Featuring tracks with titles such as "Whipping Tree" and "Hard On for Jesus," Taylor still seems to be thinking with his dick. The band retained much of its Sturm und, um, Drone from 1995's Dandy's Rule, Okay! but with a touch more Jesus and Mary Chainishness tossed in here and there. Apparently Capitol scrapped an entire album's worth of material the band had put together because it was just too dark and tuneless. If ...The Dandy Warhols Come Down is an attempt at a happy album, the previous try must have made Trollope read like Dave Barry.

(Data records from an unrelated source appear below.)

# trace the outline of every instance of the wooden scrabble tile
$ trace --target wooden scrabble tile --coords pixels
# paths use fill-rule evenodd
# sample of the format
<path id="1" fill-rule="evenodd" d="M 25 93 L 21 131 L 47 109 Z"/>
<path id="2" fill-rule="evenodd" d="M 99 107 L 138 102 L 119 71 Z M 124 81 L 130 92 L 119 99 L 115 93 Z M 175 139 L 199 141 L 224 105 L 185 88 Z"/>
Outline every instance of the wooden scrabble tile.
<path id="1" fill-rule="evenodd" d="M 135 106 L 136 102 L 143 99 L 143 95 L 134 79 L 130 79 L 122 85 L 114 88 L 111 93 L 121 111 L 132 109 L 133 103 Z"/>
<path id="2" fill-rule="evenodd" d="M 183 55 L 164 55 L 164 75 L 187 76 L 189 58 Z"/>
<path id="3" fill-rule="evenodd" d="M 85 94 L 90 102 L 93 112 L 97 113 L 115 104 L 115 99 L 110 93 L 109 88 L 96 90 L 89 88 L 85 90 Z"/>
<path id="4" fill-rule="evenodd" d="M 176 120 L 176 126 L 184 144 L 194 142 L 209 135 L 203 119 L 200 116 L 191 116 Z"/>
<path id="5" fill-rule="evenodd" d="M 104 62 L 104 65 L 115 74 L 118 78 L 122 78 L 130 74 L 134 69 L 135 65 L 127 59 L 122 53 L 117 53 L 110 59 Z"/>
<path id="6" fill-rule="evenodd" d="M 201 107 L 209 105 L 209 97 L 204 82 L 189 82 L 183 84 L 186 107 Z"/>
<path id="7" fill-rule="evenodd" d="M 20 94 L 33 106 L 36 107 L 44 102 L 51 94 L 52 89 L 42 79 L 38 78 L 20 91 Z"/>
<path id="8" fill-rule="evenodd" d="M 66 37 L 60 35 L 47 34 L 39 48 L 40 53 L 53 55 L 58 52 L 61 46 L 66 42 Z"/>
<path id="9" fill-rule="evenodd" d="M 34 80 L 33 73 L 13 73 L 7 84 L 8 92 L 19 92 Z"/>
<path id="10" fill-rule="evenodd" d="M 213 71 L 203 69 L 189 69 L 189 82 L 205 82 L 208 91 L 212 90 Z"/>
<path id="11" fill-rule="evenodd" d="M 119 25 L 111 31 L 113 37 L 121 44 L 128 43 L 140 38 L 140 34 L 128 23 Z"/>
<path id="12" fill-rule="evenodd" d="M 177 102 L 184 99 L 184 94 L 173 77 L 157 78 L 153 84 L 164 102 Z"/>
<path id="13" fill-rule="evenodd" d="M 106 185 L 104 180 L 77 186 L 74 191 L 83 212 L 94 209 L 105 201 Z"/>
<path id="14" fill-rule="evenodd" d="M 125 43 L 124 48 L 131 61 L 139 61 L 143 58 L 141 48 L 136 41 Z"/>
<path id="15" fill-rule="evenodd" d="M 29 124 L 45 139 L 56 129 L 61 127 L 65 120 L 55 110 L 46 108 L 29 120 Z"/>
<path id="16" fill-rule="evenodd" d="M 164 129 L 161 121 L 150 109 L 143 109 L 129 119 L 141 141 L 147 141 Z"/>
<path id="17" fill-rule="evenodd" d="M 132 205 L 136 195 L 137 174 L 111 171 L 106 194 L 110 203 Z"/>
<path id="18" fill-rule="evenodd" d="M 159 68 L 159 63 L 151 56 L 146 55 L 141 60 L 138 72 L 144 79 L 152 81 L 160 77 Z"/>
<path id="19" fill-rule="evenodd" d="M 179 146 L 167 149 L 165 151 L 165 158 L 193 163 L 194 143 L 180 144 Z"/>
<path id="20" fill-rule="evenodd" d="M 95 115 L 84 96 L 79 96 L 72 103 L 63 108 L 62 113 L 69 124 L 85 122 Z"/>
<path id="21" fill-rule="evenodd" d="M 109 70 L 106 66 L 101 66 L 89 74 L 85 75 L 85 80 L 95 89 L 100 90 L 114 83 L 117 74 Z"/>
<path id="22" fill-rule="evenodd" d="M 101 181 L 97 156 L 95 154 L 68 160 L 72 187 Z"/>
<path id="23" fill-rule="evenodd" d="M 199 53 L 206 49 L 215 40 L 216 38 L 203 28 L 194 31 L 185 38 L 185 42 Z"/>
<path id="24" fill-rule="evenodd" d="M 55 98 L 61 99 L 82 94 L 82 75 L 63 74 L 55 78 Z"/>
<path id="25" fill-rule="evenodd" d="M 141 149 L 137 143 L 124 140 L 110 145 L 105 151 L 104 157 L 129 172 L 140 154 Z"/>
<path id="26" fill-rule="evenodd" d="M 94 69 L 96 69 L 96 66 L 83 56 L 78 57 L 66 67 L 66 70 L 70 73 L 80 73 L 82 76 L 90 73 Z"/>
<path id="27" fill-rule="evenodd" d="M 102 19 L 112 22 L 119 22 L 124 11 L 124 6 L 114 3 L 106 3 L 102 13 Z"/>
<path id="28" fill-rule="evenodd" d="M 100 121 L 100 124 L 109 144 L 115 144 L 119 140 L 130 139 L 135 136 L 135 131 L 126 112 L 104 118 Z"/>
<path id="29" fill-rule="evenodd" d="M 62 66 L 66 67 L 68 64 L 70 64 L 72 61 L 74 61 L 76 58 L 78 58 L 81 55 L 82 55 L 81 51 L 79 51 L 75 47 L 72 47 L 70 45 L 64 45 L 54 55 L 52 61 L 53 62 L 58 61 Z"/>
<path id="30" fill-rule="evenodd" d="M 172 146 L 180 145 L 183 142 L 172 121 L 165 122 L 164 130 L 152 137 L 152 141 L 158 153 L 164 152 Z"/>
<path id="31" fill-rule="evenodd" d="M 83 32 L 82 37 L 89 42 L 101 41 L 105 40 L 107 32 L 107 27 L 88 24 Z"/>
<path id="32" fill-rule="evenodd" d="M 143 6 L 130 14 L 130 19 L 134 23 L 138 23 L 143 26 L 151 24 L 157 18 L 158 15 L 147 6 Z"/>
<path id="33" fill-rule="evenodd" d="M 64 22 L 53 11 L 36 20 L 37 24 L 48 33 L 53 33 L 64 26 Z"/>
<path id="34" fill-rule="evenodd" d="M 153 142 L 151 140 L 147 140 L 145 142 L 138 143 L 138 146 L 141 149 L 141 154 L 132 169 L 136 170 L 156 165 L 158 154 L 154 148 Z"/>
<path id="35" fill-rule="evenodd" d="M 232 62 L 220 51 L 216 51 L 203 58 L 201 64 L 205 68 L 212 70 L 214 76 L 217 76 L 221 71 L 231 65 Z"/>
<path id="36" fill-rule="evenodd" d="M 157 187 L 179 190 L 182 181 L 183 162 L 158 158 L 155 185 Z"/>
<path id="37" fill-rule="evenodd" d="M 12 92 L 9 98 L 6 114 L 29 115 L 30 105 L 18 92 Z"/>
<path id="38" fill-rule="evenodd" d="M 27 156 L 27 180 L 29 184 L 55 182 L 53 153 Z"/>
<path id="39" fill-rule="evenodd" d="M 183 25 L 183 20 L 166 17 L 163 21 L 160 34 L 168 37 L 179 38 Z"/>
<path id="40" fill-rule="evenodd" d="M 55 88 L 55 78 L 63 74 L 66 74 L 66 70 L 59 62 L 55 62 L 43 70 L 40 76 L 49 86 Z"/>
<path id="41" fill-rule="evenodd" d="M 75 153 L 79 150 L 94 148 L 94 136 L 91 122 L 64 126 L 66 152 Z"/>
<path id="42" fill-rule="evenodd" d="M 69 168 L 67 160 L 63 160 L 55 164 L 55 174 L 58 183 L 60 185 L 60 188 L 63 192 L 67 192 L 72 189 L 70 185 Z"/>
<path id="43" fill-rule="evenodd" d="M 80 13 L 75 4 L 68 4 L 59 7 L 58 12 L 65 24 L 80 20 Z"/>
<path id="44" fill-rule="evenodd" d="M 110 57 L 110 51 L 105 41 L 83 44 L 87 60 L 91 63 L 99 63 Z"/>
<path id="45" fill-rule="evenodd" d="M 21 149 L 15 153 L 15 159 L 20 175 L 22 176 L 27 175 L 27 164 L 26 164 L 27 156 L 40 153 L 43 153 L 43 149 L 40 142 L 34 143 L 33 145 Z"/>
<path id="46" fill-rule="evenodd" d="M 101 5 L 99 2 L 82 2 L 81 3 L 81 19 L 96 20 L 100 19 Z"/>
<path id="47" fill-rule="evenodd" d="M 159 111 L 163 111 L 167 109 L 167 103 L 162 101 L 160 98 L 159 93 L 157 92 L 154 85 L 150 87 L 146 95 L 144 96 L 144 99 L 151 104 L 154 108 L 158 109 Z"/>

So what do we have here? A backhanded anti-heroin song in "Not If You Were the Last Junkie on Earth" (which is fine if it will drive that incipient K's Choice song off the air) and a couple Blury odes to something or other in "Boys Better" and "Green." Thrown in for good measure is "Cool as Kim Deal," which isn't quite as clever as "Lou Weed" off Dandy's Rule, Okay, but still provides the ironic iconoclasm every good major label indie release requires.

It's all good fun, but if the Dandy Warhols planned to be the saviors of rock 'n' roll as people who say things like "Yeah, I've got some blow in my pocket" (which I once heard Taylor mutter) seem to desire, their efforts require a tumescence in the near future. Until then, this album will suffice as a relatively harmless plaything.